Field hockey requires a variety of skills. You must be a combination of sprinter, leaper, and even dancer to execute the fundamental movements of the game. Field hockey conditioning must, therefore, take into account the most rigorous training and nutritional program to prepare an athlete for the rigors of a field hockey season. Greater strength-through proper weight training and superior conditioning and nutritional efforts will make you a better player. Through careful application of scientific training and nutritional practices, your on-field effectiveness will take a giant step upwards in all areas of the game. You will see gains in jumping ability, sprinting, endurance for up and down the field movement over a full game, enhanced skills while in a fatigued state, superior agility and improved body control.

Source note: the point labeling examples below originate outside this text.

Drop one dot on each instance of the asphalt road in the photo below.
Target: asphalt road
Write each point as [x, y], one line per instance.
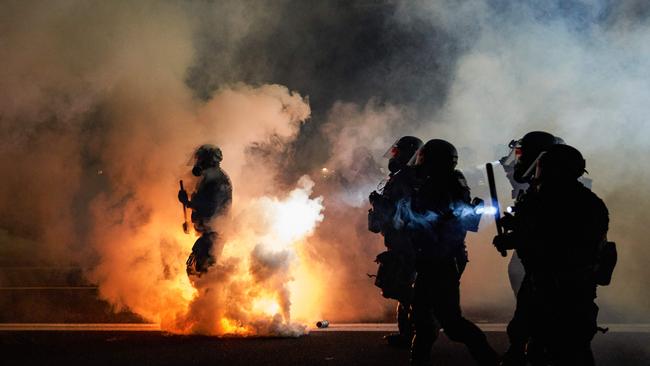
[328, 348]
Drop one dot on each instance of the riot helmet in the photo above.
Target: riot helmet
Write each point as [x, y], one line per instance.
[206, 156]
[437, 156]
[401, 152]
[528, 150]
[560, 163]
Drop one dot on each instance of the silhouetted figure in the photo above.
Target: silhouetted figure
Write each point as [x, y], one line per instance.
[210, 199]
[560, 230]
[396, 278]
[520, 166]
[438, 218]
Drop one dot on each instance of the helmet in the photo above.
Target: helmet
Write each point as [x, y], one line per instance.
[438, 155]
[561, 162]
[401, 152]
[528, 150]
[206, 156]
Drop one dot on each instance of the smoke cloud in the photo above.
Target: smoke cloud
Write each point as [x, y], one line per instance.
[102, 104]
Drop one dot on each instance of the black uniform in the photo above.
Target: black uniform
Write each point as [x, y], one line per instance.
[398, 187]
[439, 238]
[560, 229]
[210, 200]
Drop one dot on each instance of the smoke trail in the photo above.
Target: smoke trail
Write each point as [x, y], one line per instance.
[102, 103]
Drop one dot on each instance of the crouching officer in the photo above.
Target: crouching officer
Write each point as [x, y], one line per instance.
[439, 217]
[211, 198]
[397, 265]
[561, 229]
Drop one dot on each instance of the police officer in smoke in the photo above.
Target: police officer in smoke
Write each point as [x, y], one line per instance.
[560, 230]
[397, 266]
[438, 217]
[211, 198]
[520, 167]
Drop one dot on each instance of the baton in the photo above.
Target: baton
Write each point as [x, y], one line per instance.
[495, 202]
[185, 229]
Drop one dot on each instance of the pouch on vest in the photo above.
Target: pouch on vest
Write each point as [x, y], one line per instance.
[606, 261]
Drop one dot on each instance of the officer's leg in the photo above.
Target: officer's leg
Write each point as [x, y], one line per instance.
[570, 341]
[202, 252]
[403, 338]
[426, 329]
[404, 319]
[519, 328]
[446, 305]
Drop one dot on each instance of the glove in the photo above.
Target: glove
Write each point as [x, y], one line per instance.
[182, 197]
[507, 221]
[505, 241]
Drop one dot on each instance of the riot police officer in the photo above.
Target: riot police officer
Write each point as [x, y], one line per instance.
[560, 227]
[402, 274]
[442, 213]
[520, 166]
[211, 198]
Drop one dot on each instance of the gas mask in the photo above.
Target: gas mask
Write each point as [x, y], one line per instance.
[197, 170]
[395, 165]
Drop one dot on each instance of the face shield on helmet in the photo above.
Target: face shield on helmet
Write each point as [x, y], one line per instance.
[401, 152]
[528, 150]
[204, 157]
[436, 156]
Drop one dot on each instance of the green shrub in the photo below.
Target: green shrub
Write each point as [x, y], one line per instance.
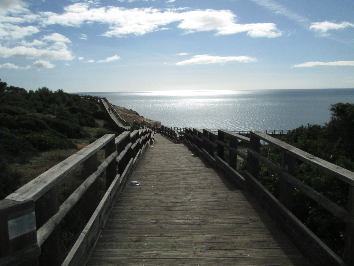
[67, 128]
[86, 121]
[49, 140]
[99, 114]
[12, 110]
[15, 148]
[9, 180]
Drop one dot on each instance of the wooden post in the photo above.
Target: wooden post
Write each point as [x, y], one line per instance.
[18, 235]
[221, 137]
[253, 163]
[286, 190]
[349, 236]
[232, 154]
[111, 170]
[46, 207]
[206, 145]
[211, 148]
[92, 194]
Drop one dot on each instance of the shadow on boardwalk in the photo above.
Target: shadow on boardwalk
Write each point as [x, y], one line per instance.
[184, 213]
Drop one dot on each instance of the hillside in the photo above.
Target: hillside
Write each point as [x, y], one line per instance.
[38, 129]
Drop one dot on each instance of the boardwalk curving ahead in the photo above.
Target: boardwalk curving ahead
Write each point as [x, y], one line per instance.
[185, 213]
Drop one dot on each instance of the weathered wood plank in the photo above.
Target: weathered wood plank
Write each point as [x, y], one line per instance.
[39, 186]
[184, 212]
[335, 170]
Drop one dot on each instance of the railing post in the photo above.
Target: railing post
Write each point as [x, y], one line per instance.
[18, 235]
[253, 163]
[221, 137]
[232, 154]
[286, 190]
[111, 170]
[349, 236]
[92, 195]
[206, 145]
[46, 207]
[211, 148]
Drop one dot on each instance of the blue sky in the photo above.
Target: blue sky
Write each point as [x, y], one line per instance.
[145, 45]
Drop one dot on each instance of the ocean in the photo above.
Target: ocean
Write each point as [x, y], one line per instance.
[234, 110]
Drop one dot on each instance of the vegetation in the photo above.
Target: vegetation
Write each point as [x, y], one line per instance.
[332, 142]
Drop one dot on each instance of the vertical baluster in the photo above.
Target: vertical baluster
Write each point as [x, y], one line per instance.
[286, 190]
[253, 163]
[92, 195]
[349, 236]
[211, 147]
[206, 145]
[111, 170]
[232, 154]
[46, 207]
[221, 137]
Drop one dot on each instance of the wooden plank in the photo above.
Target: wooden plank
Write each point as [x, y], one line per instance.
[240, 137]
[311, 246]
[40, 185]
[335, 170]
[307, 190]
[184, 212]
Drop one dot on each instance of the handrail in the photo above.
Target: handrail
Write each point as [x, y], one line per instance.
[30, 217]
[220, 149]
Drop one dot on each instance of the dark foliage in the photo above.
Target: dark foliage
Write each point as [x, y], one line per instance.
[334, 143]
[36, 121]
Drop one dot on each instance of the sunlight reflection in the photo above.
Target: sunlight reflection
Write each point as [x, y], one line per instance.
[189, 93]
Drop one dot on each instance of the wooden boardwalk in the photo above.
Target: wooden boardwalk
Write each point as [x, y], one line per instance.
[186, 213]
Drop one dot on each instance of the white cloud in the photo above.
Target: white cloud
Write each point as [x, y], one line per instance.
[56, 37]
[110, 59]
[223, 22]
[139, 21]
[325, 26]
[40, 64]
[10, 32]
[12, 66]
[322, 64]
[281, 10]
[209, 59]
[33, 53]
[10, 4]
[33, 44]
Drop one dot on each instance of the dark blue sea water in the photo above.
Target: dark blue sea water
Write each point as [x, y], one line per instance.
[234, 110]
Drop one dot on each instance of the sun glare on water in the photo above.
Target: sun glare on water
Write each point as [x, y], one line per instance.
[191, 93]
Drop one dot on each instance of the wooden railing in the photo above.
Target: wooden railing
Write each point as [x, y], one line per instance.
[212, 146]
[30, 217]
[173, 134]
[119, 122]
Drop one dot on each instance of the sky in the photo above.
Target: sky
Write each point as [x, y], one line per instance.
[154, 45]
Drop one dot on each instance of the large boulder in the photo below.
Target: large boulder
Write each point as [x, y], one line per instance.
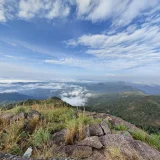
[79, 152]
[127, 148]
[96, 130]
[4, 156]
[7, 116]
[91, 142]
[105, 127]
[97, 155]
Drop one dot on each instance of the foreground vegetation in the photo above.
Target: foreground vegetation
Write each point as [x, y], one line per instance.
[49, 117]
[134, 107]
[55, 116]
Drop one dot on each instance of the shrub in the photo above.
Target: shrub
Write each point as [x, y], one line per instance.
[40, 136]
[120, 128]
[15, 150]
[71, 131]
[152, 140]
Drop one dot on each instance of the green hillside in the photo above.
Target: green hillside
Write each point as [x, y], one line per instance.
[137, 108]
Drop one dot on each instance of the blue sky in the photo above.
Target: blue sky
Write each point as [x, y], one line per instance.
[80, 39]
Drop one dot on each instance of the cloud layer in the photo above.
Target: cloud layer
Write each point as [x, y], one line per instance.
[92, 10]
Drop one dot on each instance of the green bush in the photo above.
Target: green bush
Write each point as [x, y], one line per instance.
[152, 140]
[15, 150]
[40, 136]
[120, 128]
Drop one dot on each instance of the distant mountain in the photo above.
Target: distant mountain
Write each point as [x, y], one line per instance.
[135, 107]
[147, 89]
[12, 97]
[109, 87]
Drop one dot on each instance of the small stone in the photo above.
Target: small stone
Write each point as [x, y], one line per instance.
[96, 130]
[105, 127]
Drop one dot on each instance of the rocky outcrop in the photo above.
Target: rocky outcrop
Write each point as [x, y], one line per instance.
[96, 130]
[91, 142]
[4, 156]
[99, 141]
[105, 127]
[128, 148]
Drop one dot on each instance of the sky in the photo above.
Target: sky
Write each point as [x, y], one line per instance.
[102, 40]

The incredible diversity of skills and energy demands inherent in the game of field hockey demands careful attention to your dietary regimen. Here is a list of factors to consider when you're matching your nutrition to your training needs:

· You must have high quality protein several times a day (eat every 2-3 hours)· in order to effectively recover and repair damaged muscle tissue;

· Explosive athletes (who get their energy from ATP and CP, two biochemicals formed inside of their muscles) and middle distance athletes (whose energy comes from sugar--called glycogen-stored inside their muscles) cannot eat very much fat because it is not an efficient source of energy for their high intensity training (which is almost exclusively anaerobic in nature) -- fat calories are going to get stored because they can't be used for your energy needs;

· Endurance athletes (whose energy is manufactured through oxidation) can get away with eating more fat because they spend a lot of time in the aerobic pathway of muscle energetics, which uses fat. But even endurance athletes should keep the fat calories down a bit if they are training aerobically-with oxygen--for under a half hour. Remember, fat isn't used for energy until after about 20-30 minutes of aerobic activity. Until then, energy comes from the athlete's stores of muscle glycogen.

· A carefully measured supply of high quality carbohydrates several times throughout the day will insure that your body is getting all the energy it requires, while the protein will ensure that muscle repair takes place.

· The carbohydrates in your pre-workout meal should be comprised of low glycemic index carbohydrates (the kind that converts to blood sugar very slowly, to ensure that your training intensity doesn't wane, and to ensure that lean tissue isn't cannibalized for energy) so, eat carbs to supplt the energy sources that your muscles use in order to contract.